Ястржембская поднялась.
- А вы, мадам, останьтесь... поговорим, как отпрыски двух шляхтических родов...
Ребров попытался вырваться, броситься к матери. Упыри споро заломили руки сына за спину и выволокли. Из глубины коридора смотрели слезящиеся глаза на веки вечные перепуганного человеческого существа - хозяйки явочной квартиры в центре города.
Девятнадцатого августа Марь Пална поднялась, как обычно без десяти семь, в семь включила "Эхо Москвы", перебросила рычажок на магнитоле, вывезенной из Парижа. Ей нравились ребята, вещающие с таким неприкрытым вызовом властям. В ее молодости такие или сидели, или смирно шушукались по углам, или уезжали, оболганные, оплеванные, часто пройдя высшую школу многолетней травли.
Никогда за Марь Палной не ухаживали такие раскованные, незлобливые мальчики из по-настоящему хороших семей, и поэтому секретарша Мастодонта любила слушать их голоса и представлять как они выглядят... и как раз по голосу, более других, ее привлекал Сергей Корзун, который и заговорил сейчас...
Вначале Марь Пална даже предположила, что обладатель любимого голоса слегка пьян или шибко - в лучших традициях самой Марь Палны - перегулял. Голос ведущего явственно дрожал и сообщал страшные вещи...
Марь Пална отшвырнула тени, отодвинула кофе и услышала, что власть в стране принял на себя комитет с непроизносимым названием и вошли в него зловещие персоны.
- Господи, Сережа! - Хотела обратиться Марь Пална к любимому ведущему. - Ребята, вы известные ерники! Это шутка? Признайтесь!

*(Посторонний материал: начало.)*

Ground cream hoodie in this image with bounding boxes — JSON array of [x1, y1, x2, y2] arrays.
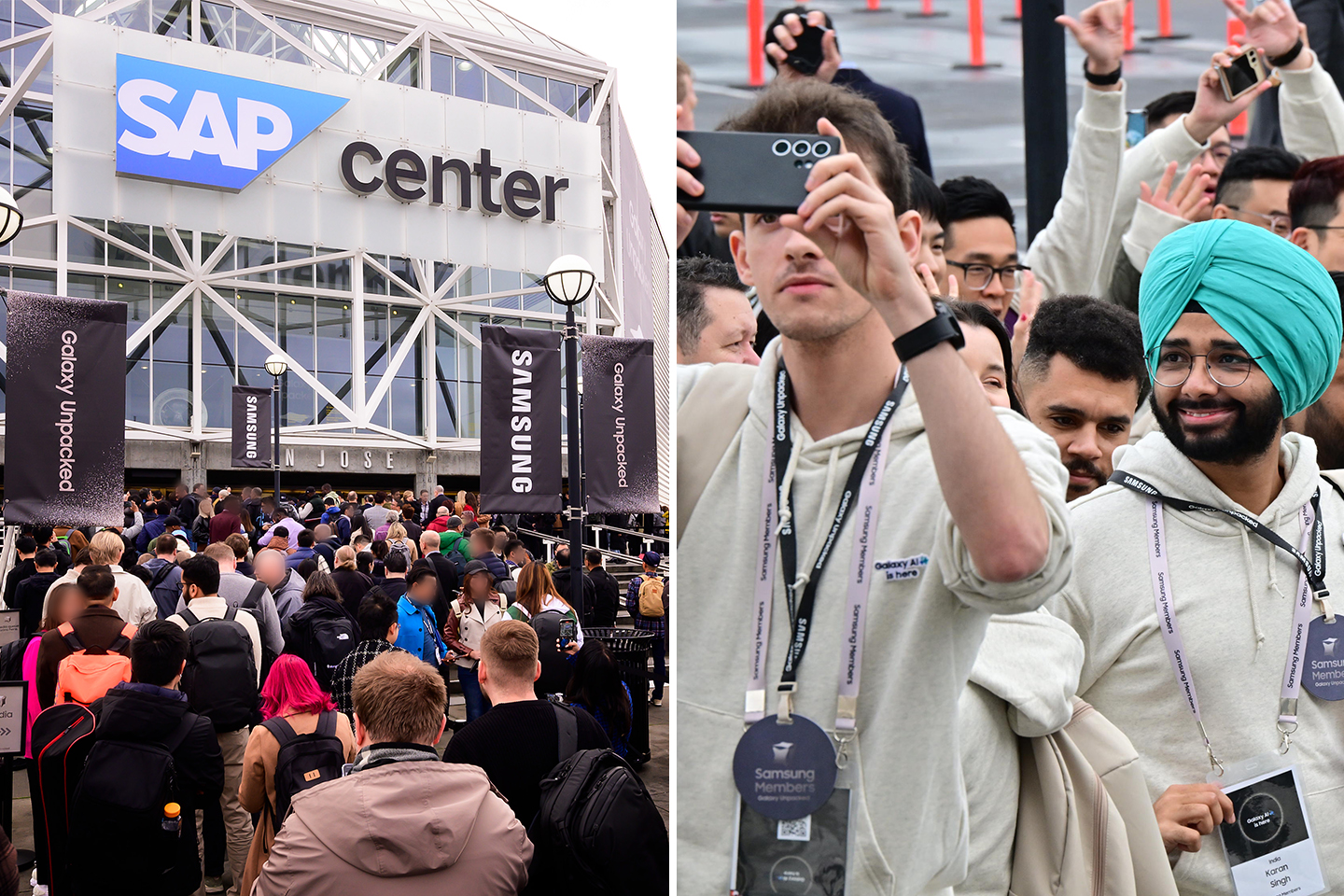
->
[[953, 609, 1084, 896], [676, 340, 1071, 896], [1048, 432, 1344, 896]]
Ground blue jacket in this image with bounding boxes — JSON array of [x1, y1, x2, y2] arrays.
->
[[397, 595, 448, 667]]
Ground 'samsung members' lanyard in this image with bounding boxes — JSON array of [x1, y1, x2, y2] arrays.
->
[[1110, 470, 1329, 775], [743, 364, 910, 767]]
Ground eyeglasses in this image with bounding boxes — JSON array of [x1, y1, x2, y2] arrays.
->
[[1223, 203, 1293, 236], [947, 262, 1030, 293], [1148, 348, 1266, 388]]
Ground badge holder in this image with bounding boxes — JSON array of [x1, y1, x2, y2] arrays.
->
[[728, 715, 853, 896], [1209, 753, 1329, 896]]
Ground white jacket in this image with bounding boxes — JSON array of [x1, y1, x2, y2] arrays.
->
[[953, 609, 1084, 896], [42, 563, 159, 627], [676, 340, 1071, 896], [1048, 432, 1344, 896]]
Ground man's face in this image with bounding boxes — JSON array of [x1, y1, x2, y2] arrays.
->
[[1149, 313, 1283, 465], [676, 77, 700, 131], [1290, 198, 1344, 272], [709, 211, 742, 239], [1195, 128, 1231, 220], [916, 215, 947, 294], [676, 287, 761, 364], [1213, 180, 1293, 236], [731, 214, 874, 343], [957, 324, 1012, 407], [945, 217, 1017, 320], [1283, 351, 1344, 470], [406, 575, 438, 608], [1019, 355, 1139, 501]]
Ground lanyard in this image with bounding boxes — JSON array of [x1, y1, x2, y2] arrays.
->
[[1110, 470, 1329, 775], [743, 363, 910, 752]]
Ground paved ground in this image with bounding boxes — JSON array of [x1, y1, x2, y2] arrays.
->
[[678, 0, 1227, 242], [5, 688, 672, 893]]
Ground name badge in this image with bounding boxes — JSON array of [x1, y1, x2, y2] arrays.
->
[[733, 715, 836, 820], [1302, 617, 1344, 700], [1218, 756, 1326, 896]]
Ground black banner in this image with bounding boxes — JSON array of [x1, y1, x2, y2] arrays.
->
[[482, 325, 562, 513], [583, 336, 661, 513], [230, 385, 272, 468], [0, 290, 126, 526]]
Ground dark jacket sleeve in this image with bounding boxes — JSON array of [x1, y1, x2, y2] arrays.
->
[[174, 716, 224, 806]]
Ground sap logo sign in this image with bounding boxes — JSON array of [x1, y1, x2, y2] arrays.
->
[[117, 54, 348, 190]]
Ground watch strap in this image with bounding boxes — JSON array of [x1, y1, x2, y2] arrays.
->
[[1084, 59, 1125, 88], [1268, 37, 1307, 68], [892, 302, 966, 364]]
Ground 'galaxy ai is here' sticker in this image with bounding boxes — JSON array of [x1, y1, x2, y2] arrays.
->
[[873, 553, 929, 581]]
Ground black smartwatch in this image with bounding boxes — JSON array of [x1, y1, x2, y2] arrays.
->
[[892, 302, 966, 364], [1084, 59, 1125, 88], [1268, 37, 1307, 68]]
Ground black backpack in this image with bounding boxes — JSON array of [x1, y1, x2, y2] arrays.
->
[[260, 709, 345, 833], [528, 609, 574, 698], [526, 706, 669, 896], [179, 608, 258, 731], [67, 712, 199, 893], [285, 599, 358, 693]]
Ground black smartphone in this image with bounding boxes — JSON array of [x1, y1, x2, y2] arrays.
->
[[770, 24, 827, 76], [676, 131, 840, 215]]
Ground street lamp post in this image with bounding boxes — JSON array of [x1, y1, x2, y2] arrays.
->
[[541, 255, 596, 628], [266, 355, 289, 507]]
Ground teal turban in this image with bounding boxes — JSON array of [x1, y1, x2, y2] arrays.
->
[[1139, 220, 1344, 416]]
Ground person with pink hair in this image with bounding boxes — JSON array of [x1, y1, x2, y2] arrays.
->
[[238, 652, 355, 896]]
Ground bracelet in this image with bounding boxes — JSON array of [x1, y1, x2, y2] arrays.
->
[[1268, 37, 1307, 68], [892, 302, 966, 364], [1084, 59, 1123, 88]]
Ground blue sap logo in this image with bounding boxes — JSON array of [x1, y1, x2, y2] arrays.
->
[[117, 54, 348, 190]]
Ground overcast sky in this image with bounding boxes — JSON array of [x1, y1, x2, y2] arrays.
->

Никто не осудит... такая тягомотная жизнь... решили развлечь народ... ну признайтесь...
Однако ведущий зачитывал обращение комитета и лишь тембром, перепадами модуляций давал оценку документу, привезенному на радиостанцию, как видно, еще до семи утра. Марь Пална лучше многих представляла, кто и как развозит такие документы.
И сегодня же ей предстояло оказаться в Лефортово для дачи показаний, как некстати вылупился из змеиного яйца этот комитет. Положение Реброва стократно усугублялось, и сейчас, на больничной койке Мастодонт тоже выслушивал обращение комитета.
Мастодонт, насквозь пробитый инфарктом, всю жизнь играл в "эти игры" и понимал: Ребров в смертельной опасности... и если раньше шансов на спасение было немного, то теперь их не стало вовсе...
В динамике Сергей Корзун оборвал фразу на полуслове... и Марь Пална, будто на яву, увидела, как в неприспособленную для вещания комнатенку вошли люди, в штатском и перекрыли тракт, ведущий к передатчику. Как ей хотелось ворваться на станцию, затопать ногами, заорать хотя бы так: "Эй! Вы знаете с кем я сплю? А, не знаете! Тем хуже! Вас в порошок сотрут... я только позвоню... только..." Однако Марь Пална не была столь наивна, чтобы и в самом деле верить в свои возможности... к тому же, Сановник отъехал в Швейцарию и жаловаться - чего бы она никогда не сделала! - было попросту не кому.